Deep in the brain, just above the automatic stuff humming away to keep us breathing, upright and pointed in the right direction, lies the amygdala. It is an old, buried nodule of gray matter which forms the basis of our original selves. It connects directly to our noses and memory centers, and it generates our most vital, primitive emotions, like fear and aggression. We share its structure and function with almost everything that has a brain.

The amygdala drives a pretty generic set of behaviors: if something jumps you, run away, if something has you by the tail, turn around and bite, then run away. The amygdala doesn’t define a creature.  The cortical Pachinko machine set atop the amygdala characterizes the brain and thus the animal. Stimuli coming in from the outside or up from the inside, bounce around the cortical connections until the raw impulses form a story a creature can use to elaborate on the basic run/bite reflex.

For some animals – whitetail deer, conservative politicians and religious fundamentalists for example – the story serves the fear. Neurosis, phobia and avoidance result. For other animals, the story reworks the fear into an aggressive fascination. As a result, monkeys will follow a cobra, a badger will pursue and attack a coyote, and a climber will feel drawn to the climbs that make him wake in a cold sweat . This is obsession, and it is happening at the other end of the rope.

As he climbs well past the bad protection to a good stance, I can hear other climbers in the valley drinking beer and laughing just a few feet away. My stomach hurts and my palms are damp on the rope. I surreptitiously untie from the anchor. I’m sitting on a ledge, and I can decrease the length of the leader’s fall if I jump off, though the forces on the protection may be higher if I get it wrong. The risk has become worthwhile.

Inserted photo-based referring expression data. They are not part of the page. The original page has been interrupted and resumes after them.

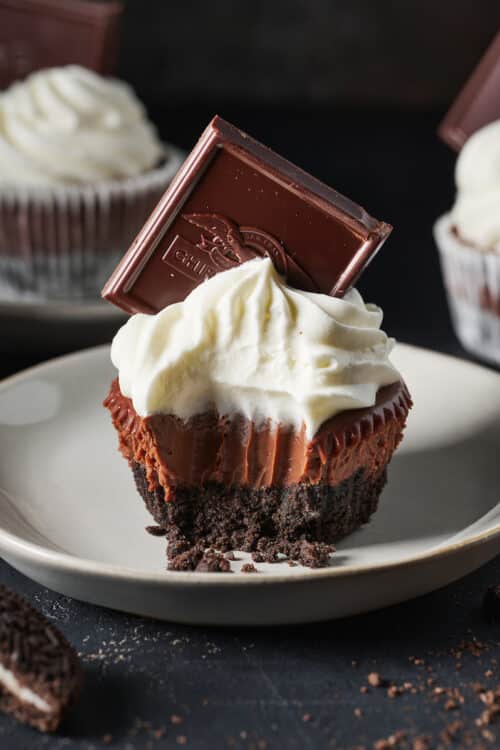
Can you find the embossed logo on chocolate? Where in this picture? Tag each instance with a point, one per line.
(222, 245)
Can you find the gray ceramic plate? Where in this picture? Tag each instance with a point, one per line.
(70, 517)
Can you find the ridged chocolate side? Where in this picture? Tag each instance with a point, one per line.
(235, 452)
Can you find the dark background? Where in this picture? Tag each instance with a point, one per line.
(353, 92)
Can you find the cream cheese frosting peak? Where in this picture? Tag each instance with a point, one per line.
(243, 342)
(476, 213)
(70, 125)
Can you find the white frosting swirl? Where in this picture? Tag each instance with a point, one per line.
(244, 342)
(70, 125)
(476, 213)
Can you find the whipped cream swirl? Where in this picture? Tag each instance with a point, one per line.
(244, 342)
(70, 125)
(476, 213)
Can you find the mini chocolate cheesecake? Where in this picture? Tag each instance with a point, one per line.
(222, 482)
(256, 401)
(40, 674)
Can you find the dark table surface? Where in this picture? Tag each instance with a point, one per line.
(160, 685)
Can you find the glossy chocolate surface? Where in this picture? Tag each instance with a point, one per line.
(37, 34)
(478, 103)
(235, 199)
(236, 452)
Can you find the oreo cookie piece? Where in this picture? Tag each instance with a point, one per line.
(40, 674)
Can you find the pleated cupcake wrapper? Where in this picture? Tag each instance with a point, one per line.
(472, 282)
(65, 242)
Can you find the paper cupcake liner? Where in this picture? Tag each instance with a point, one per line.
(64, 242)
(472, 282)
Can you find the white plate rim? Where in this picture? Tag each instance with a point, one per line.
(69, 563)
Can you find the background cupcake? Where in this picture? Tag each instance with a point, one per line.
(468, 238)
(81, 168)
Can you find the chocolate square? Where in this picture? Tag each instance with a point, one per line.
(232, 200)
(37, 34)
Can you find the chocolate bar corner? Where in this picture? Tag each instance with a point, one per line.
(233, 200)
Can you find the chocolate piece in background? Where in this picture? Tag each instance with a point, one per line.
(232, 200)
(37, 34)
(478, 103)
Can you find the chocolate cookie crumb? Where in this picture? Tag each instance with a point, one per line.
(375, 680)
(156, 530)
(186, 560)
(213, 562)
(249, 568)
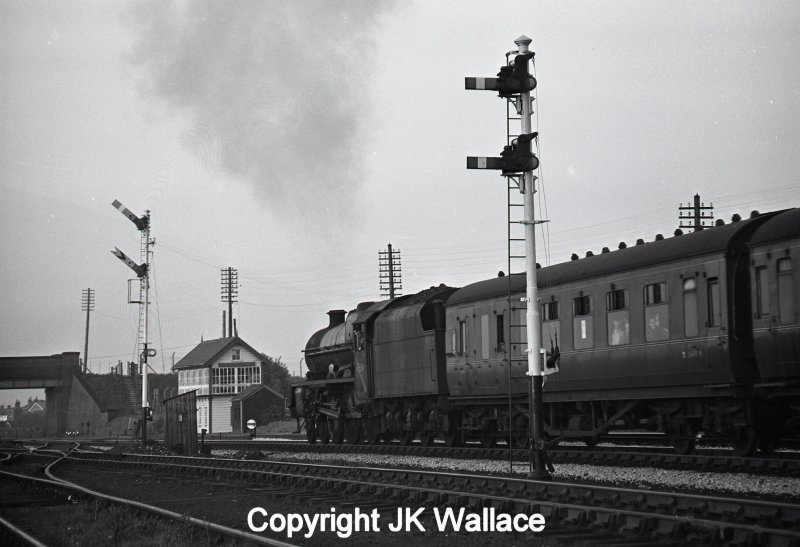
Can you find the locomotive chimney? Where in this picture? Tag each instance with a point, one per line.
(337, 317)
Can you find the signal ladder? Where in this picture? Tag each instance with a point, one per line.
(515, 349)
(143, 250)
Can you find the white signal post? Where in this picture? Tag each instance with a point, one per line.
(143, 272)
(514, 81)
(538, 469)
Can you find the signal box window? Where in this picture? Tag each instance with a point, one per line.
(762, 292)
(785, 292)
(656, 312)
(582, 322)
(714, 311)
(690, 322)
(619, 325)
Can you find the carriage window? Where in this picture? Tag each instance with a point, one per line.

He tries to step out onto the last traverse to a bolt. He comes back to the stance. The process repeats itself five times. Another hour passes; I can’t imagine what his toes must feel like now, crammed in climbing shoes and perched on dime-sized crystals for all this time. Finally, he finds the right sequence of holds and steps out. He clips the bolt. It’s still a fight to make the anchors, but the stakes have gone down and he is able to move more quickly.

The route takes about twenty-five minutes to follow on top-rope.

As I reach the anchor I tell him, “Nice lead.”

He isn’t happy, he’s just done. His amygdala is switched off and he is through with the obsession. It is not a bad feeling, but it is different from relieved or satisfied or happy. Language just hasn’t bothered to find a word for it, because it isn’t normal.

Packing up at the base, I begin to think about the run-out on Nantucket Sleighride. It is such a good route.